There is still a lot to learn about the chemical breakdown of grape & plant aromas, but we know that particular grapes tend to carry a specific aroma. Their environmental conditions can influence the development of certain smells. For example, a Pinot Noir from Burgundy tends to smell more earthy than a Pinot Noir from California, which is fruitier. The colder climate and higher cloud cover mean that Burgundian Pinot Noir grapes develop and ripen more slowly and lean towards more floral, earthy flavors—less ripe, fruity notes.
Nebbiolo from cool and foggy northern Italy is similarly affected. The aroma develops slowly, drawing out more savory, floral, tobacco, and blood notes. Whereas, the peppery aroma in Syrah or Mourvèdre is inherent in the grape. When combined with other savory aromas, that same spicy, animal, bloody/iron smell is present.
Esters are a group of volatiles created during the process of fermentation. They generally give the wine a fruity smell. When yeast converts the sugar in grapes into alcohol, the grape’s genetic makeup influences whether it produces more ethyl ester (the fruity aroma). A higher level of ethyl ester’s genetic precursor means the wine could smell fruitier. More hexanoic acid means more ethyl hexanoate, resulting in a softer, prettier smell. Think pineapple and banana.

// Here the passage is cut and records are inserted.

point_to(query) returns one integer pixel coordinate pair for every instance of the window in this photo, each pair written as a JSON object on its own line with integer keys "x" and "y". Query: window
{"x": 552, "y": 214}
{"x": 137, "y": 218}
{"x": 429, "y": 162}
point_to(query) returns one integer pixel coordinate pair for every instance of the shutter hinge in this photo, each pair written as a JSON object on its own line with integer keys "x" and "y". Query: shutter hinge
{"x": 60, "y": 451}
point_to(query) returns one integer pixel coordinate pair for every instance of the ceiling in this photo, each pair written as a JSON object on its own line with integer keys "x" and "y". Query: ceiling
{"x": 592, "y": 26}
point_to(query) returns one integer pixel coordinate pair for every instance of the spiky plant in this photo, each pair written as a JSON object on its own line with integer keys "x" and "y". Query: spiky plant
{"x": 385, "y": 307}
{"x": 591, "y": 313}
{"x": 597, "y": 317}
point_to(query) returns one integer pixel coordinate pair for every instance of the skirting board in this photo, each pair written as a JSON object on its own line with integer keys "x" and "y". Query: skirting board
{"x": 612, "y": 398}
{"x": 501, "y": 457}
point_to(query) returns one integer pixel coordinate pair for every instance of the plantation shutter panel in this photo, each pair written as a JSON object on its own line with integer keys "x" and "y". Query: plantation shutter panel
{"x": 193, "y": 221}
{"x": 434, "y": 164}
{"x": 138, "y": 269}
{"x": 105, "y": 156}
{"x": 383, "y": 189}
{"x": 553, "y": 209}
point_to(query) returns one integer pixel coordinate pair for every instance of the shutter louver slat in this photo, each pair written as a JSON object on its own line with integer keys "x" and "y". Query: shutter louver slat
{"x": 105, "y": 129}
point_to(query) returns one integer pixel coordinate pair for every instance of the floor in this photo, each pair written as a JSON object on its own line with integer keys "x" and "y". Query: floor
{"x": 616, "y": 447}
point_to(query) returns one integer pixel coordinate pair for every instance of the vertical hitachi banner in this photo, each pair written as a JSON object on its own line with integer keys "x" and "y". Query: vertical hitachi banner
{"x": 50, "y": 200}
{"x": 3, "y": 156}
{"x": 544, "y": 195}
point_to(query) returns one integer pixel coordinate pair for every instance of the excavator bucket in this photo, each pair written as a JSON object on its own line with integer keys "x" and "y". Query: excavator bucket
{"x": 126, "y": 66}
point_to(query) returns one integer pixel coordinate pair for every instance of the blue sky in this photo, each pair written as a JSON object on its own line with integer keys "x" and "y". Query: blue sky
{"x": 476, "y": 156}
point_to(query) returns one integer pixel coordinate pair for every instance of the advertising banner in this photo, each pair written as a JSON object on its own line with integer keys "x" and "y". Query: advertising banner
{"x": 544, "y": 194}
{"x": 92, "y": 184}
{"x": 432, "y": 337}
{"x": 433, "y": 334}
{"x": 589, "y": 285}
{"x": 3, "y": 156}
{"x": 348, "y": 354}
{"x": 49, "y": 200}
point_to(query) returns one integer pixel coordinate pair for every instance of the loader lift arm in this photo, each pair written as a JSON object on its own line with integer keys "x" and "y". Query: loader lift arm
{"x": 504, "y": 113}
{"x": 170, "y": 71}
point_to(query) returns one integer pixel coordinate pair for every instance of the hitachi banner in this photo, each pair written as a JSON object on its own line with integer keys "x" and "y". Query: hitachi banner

Our other group of esters, acetic esters, give a more lifted, floral, vinegar smell. This is more directly related to the yeast’s alcoholic conversion. There are different strains of saccharomyces cerevisiae, the yeast primarily responsible for vinous fermentation. Different strains seem to have different expressions of the alcohol acetyltransferase gene. So, the number of acetic esters will be higher in some grapes than in others. Ok, wtf does this have to do with vampires?
A grape with lower levels of ethyl ester precursors combined with an environment that produces a yeast strain more prone to releasing acetic ethers will flaunt its earthy, mineral characteristics, such as an aroma of iron & blood. Barolo & Rioja are some of the most lauded expressions of this style.
Volatile Acidity & Oxidation
Volatile acidity occurs when a wine has a high amount of the aforementioned acetic ethers. Specifically, guaiacol is directly associated with a smoky, sometimes irony, or bloody aroma.
Oxidation occurs when the wine is exposed to oxygen, causing the wine to dull in color and lose flavor. It may also release certain pleasant aromas, like hazelnut. In contrast, too much air can convert the acetaldehyde to acetic acid. Once again, you’ll find less fruit and more mineral notes. Red wines that are more prone to oxidation, especially those introduced to oak, will start to show some of those dark, mineral, savory characteristics. Rioja is a classic example of how a bit of oxidation can add a spicy element to the wine.
Is it ok when my wine tastes bloody?
It is entirely up to your preference! Some people prefer to only drink wines with fruity or floral aromas, whereas others find that lifted VA level alluring. It’s an element of mystery and umami that draws you back into the wine, something that smells familiar, but you just can’t quite put your finger on it. It can be a delightful contrast to simple, earthy foods like pasta with truffles. And if you are a vampire, most of these wines age wonderfully, so you can stock your wine for an eternity.